HABER MERKEZİNE ‘METİN ÖLDÜRÜLDÜ’ BOMBASI DÜŞÜNCE!
Metin’in katledildiği haberi gazeteye bir bomba gibi düştü. Ama adeta bir “sessizlik bombası” gibi! Kimse birbirinin yüzüne bakmadan amaçsızca katlar arasında gidip geliyor, sanki inanılması güç bir şey duyulmuş da eğer konuşulursa duyulanın gerçek olduğu anlaşılacakmış gibi davranılıyordu. Yeni gelip “Ne oldu?” diye soranlara kısık sesle kısa açıklamalar yapılıyordu! Saat 10’daki rutin haber toplantısı çağrı yapılamadan kendiliğinden başladı. İlk açıklama burada yapıldı. Ve herkesin görevini her zamankinden daha bir titizce yapması için sessizce anlaşıldı. Görev bölümleri yapıldı. Ziyaretçilerin nasıl karşılanacağı konuşuldu…

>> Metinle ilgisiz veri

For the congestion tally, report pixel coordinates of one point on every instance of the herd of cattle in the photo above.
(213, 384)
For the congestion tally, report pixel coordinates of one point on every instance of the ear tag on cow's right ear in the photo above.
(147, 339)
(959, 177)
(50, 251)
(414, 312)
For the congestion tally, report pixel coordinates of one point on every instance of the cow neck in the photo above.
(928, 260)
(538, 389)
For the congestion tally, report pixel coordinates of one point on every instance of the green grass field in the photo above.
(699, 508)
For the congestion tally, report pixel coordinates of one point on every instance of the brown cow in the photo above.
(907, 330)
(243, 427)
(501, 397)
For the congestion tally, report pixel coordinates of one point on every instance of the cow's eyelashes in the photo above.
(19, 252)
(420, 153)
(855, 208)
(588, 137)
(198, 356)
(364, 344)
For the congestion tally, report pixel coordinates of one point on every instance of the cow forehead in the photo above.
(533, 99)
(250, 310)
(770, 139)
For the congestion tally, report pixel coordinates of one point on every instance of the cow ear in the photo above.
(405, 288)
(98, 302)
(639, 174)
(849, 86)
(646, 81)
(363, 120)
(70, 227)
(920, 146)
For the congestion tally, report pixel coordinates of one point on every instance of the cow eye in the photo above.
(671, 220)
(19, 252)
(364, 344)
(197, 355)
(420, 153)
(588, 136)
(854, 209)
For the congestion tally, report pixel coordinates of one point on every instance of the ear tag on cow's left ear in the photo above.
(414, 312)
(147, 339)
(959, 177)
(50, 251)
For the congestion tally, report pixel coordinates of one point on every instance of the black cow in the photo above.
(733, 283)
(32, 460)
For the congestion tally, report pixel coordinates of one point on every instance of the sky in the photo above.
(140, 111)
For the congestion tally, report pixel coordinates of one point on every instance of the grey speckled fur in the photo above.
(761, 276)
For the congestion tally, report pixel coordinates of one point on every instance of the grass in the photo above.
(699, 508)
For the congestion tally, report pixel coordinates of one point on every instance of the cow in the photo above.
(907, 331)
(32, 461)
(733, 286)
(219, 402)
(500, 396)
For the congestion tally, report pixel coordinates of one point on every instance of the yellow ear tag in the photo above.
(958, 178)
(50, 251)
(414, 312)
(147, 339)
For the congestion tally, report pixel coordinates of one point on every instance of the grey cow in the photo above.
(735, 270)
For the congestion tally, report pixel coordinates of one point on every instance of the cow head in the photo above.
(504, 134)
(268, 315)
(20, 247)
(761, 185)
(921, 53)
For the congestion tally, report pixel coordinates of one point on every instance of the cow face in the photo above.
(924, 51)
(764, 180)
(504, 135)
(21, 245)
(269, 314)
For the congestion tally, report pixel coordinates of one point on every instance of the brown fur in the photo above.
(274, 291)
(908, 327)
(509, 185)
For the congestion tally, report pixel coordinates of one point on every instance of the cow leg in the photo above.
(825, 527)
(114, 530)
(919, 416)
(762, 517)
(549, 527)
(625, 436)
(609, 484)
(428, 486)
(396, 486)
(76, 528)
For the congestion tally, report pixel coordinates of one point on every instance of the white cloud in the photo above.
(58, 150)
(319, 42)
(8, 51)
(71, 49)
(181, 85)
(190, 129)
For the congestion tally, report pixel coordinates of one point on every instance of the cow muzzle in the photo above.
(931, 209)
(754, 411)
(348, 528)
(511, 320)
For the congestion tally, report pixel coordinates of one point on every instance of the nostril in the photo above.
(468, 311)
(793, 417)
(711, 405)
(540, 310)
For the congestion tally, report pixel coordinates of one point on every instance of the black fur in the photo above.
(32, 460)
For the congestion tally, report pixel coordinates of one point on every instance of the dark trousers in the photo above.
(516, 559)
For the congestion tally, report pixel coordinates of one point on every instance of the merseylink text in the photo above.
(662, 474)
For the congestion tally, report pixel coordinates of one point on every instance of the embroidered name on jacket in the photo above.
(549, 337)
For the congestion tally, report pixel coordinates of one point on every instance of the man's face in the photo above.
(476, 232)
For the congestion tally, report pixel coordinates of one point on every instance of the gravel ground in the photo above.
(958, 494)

“Manşet toplantısında”nda ise sonraki gelişmeleri de etkileyecek üç şey konuşuldu:
1) Gazete bu cinayetin tetikçileri ve arkasındakilerin ortaya çıkarılması için elindeki tüm imkanları kullanacak.
2) Metin elbette ki bizim muhabirimizdir, mücadele yoldaşımızdır. Ama o artık “Gerçeğini peşinde koşan bütün gazeteciler” için halkın haber alma özgürlüğü mücadelesinin sembolüdür de. Açıklamalarda ve haberlerde bunu gözeten bir dil kullanmalıyız.
3) Saldırı, halkın haber alma özgürlüğünedir. Dolayısıyla sorunu basın özgürlüğü ile sınırlı bir alana hapsetmeyen, haber alma özgürlüğü mücadelesini işçi ve emekçilerin mücadelesinin bir bileşeni olarak ele alan bir yayın çizgisi izlemeliyiz.

O günde itibaren Evrensel bu üç belirleme üstünden yürüdü.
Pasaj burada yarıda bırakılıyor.